In summary, as the number of individuals living with Alzheimer’s continues to increase, innovative approaches to treatment research like those conducted by MAC Clinical Research are crucial. Their ongoing efforts represent a significant step towards understanding and potentially mitigating some of the more distressing symptoms associated with this challenging condition.
Our Thoughts
The article discusses the ongoing clinical trial for a new investigational medicine targeting hallucinations and delusions in Alzheimer’s patients. While the trial emphasizes patient safety and rigorous monitoring, several aspects highlight areas for improved safety practices.
Firstly, greater emphasis on informed consent and ensuring participants fully understand risks and benefits could enhance compliance with the Health and Safety at Work Act 1974, which mandates the safeguarding of health and safety for patients in clinical settings. Moreover, the importance of a comprehensive risk assessment should be reiterated, particularly regarding the potential side effects of using antipsychotic medicines in vulnerable populations.

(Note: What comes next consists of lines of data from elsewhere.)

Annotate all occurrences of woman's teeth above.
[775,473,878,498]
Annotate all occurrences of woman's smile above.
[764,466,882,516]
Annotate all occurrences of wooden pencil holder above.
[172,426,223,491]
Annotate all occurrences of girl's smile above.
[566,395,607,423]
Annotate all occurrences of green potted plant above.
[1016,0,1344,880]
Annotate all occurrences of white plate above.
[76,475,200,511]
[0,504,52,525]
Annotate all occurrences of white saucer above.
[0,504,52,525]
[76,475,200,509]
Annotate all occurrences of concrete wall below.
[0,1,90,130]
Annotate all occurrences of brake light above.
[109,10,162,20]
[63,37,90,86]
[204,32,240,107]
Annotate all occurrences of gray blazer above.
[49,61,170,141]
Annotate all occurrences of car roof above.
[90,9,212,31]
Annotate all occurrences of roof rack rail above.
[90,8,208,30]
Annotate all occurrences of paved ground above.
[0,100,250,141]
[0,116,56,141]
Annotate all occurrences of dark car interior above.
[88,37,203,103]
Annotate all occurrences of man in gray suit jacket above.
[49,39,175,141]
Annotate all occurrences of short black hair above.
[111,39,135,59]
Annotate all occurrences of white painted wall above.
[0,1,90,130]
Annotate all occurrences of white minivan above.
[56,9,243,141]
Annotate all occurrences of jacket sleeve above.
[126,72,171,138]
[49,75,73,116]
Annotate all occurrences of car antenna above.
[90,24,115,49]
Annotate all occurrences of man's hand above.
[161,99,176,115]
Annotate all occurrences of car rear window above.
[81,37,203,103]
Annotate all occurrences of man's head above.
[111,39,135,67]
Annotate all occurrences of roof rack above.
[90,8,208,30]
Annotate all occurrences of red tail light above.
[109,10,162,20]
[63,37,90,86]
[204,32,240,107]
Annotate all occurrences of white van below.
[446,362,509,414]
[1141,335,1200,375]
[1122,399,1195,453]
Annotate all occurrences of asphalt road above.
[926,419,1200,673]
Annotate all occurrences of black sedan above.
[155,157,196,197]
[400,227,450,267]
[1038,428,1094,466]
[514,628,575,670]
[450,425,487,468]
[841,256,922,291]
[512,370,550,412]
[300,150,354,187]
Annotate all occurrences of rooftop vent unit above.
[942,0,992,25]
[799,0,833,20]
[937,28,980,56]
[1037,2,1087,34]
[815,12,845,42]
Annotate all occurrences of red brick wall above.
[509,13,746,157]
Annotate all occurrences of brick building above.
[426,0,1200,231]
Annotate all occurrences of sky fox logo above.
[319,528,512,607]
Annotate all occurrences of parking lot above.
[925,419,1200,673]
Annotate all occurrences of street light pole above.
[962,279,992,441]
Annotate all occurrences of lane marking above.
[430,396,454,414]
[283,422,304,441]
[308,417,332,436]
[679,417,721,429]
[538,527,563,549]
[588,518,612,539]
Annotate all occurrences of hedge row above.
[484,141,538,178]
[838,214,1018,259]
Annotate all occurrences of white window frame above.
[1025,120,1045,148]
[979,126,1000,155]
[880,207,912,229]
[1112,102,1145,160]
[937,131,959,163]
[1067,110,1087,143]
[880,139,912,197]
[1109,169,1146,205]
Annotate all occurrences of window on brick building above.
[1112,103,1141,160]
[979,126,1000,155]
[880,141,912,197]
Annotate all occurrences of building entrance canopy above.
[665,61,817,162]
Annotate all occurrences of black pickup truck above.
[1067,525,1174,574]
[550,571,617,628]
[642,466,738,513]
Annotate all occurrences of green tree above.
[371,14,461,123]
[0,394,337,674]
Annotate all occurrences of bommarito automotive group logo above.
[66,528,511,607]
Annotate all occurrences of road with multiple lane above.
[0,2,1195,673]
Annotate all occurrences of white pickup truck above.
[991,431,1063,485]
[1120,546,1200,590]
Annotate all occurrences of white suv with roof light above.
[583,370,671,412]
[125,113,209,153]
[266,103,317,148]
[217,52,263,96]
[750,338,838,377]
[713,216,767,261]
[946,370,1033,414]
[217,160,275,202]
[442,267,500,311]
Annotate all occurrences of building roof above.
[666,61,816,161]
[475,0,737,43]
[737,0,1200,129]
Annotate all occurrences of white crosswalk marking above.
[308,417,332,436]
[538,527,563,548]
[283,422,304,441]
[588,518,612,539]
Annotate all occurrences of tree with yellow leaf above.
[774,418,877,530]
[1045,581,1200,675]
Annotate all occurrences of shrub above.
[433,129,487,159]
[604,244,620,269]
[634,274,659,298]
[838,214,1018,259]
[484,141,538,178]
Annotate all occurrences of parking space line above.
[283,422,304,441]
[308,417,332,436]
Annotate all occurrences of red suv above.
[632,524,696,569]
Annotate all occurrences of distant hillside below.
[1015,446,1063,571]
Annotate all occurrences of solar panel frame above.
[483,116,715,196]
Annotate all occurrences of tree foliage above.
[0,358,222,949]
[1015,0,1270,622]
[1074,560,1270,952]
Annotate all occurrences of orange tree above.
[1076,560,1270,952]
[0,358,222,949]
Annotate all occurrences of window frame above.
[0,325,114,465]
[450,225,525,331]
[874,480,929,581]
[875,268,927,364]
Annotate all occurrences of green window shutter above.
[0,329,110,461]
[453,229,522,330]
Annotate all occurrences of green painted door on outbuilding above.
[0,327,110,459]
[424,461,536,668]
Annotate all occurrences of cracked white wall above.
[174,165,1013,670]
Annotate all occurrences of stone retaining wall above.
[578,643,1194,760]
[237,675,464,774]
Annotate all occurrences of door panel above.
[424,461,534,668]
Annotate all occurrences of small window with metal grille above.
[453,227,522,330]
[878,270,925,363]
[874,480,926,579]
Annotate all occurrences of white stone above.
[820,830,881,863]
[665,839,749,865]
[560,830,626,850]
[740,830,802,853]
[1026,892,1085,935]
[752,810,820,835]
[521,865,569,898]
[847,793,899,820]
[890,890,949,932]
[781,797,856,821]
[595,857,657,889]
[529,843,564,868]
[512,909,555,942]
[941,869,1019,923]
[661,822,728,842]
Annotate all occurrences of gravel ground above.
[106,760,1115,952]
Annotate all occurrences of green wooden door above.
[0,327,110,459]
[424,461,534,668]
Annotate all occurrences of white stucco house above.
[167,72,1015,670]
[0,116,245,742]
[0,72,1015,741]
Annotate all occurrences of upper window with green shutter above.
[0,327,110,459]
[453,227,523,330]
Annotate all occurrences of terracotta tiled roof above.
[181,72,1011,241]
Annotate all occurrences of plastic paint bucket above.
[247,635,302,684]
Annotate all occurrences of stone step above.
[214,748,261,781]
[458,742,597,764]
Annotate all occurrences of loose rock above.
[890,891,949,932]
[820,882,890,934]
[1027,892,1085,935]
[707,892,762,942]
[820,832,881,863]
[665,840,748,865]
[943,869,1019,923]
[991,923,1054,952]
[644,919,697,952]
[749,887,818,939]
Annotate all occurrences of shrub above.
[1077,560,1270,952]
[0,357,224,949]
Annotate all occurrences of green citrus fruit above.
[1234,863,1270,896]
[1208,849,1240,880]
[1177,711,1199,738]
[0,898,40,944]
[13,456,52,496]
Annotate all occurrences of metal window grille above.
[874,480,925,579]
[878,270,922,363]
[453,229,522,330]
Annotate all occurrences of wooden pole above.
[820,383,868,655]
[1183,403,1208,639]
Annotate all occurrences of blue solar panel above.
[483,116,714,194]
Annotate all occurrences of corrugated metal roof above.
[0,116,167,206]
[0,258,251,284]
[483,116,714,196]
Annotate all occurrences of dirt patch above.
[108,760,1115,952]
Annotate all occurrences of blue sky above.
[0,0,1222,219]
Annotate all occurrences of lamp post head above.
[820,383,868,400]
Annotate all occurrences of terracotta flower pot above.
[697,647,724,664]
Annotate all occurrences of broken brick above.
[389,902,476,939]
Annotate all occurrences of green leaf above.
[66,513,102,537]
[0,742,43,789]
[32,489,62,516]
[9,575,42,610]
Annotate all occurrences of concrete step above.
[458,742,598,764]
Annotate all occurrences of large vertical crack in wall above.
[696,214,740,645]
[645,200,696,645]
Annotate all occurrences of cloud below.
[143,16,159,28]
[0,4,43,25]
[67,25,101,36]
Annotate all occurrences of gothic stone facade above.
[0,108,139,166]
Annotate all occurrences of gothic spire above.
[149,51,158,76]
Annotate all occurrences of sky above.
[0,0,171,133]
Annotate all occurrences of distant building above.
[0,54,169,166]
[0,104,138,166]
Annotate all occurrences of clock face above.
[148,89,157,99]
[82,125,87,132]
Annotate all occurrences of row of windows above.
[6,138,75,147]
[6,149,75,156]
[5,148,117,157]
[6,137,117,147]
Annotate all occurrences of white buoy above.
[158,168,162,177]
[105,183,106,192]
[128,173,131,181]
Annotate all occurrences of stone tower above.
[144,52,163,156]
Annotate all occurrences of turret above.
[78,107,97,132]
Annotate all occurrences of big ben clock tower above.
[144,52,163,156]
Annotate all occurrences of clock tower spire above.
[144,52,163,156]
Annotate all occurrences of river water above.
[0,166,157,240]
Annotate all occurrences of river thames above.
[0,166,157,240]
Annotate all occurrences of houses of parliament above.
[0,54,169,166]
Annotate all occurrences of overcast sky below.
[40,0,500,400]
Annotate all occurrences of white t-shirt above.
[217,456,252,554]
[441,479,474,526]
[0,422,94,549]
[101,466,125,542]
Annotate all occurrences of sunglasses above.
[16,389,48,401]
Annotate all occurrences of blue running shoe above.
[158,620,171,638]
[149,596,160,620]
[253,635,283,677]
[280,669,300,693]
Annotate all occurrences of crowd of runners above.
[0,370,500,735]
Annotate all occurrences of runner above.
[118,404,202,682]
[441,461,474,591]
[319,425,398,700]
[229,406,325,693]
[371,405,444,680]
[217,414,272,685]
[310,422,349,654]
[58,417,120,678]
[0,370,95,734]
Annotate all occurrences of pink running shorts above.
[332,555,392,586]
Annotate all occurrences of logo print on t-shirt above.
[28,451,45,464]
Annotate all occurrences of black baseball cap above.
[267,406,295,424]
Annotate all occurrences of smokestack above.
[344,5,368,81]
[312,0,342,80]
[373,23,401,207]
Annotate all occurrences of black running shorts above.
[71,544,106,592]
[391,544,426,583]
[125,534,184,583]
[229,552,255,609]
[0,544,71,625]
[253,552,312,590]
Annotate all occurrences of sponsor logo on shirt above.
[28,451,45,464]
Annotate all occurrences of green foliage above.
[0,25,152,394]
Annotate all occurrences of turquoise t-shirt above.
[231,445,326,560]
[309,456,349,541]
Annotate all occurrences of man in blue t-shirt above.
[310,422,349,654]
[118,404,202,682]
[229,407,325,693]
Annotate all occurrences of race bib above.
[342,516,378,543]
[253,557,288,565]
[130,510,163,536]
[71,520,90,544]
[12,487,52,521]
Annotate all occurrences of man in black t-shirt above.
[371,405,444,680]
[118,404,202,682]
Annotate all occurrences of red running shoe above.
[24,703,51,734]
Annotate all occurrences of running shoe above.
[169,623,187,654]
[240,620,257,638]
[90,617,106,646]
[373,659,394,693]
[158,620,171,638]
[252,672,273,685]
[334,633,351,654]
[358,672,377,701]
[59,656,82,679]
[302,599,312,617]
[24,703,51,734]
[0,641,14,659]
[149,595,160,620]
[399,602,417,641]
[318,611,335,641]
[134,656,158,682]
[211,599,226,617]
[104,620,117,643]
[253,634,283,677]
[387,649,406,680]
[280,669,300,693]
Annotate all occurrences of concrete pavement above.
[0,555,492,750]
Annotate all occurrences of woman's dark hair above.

The Medicines for Human Use (Clinical Trials) Regulations 2004 require robust protocols to protect participants in trials, including adequate oversight and emergency procedures, which should be rigorously enforced to mitigate any adverse events.
To prevent similar incidents, it would be beneficial for clinical trial organizations to implement enhanced training for staff on recognizing and managing psychiatric symptoms, thus improving overall participant care and safety. Additionally, a more structured feedback mechanism from participants and caregivers could provide vital insights to further refine safety measures throughout the trial process.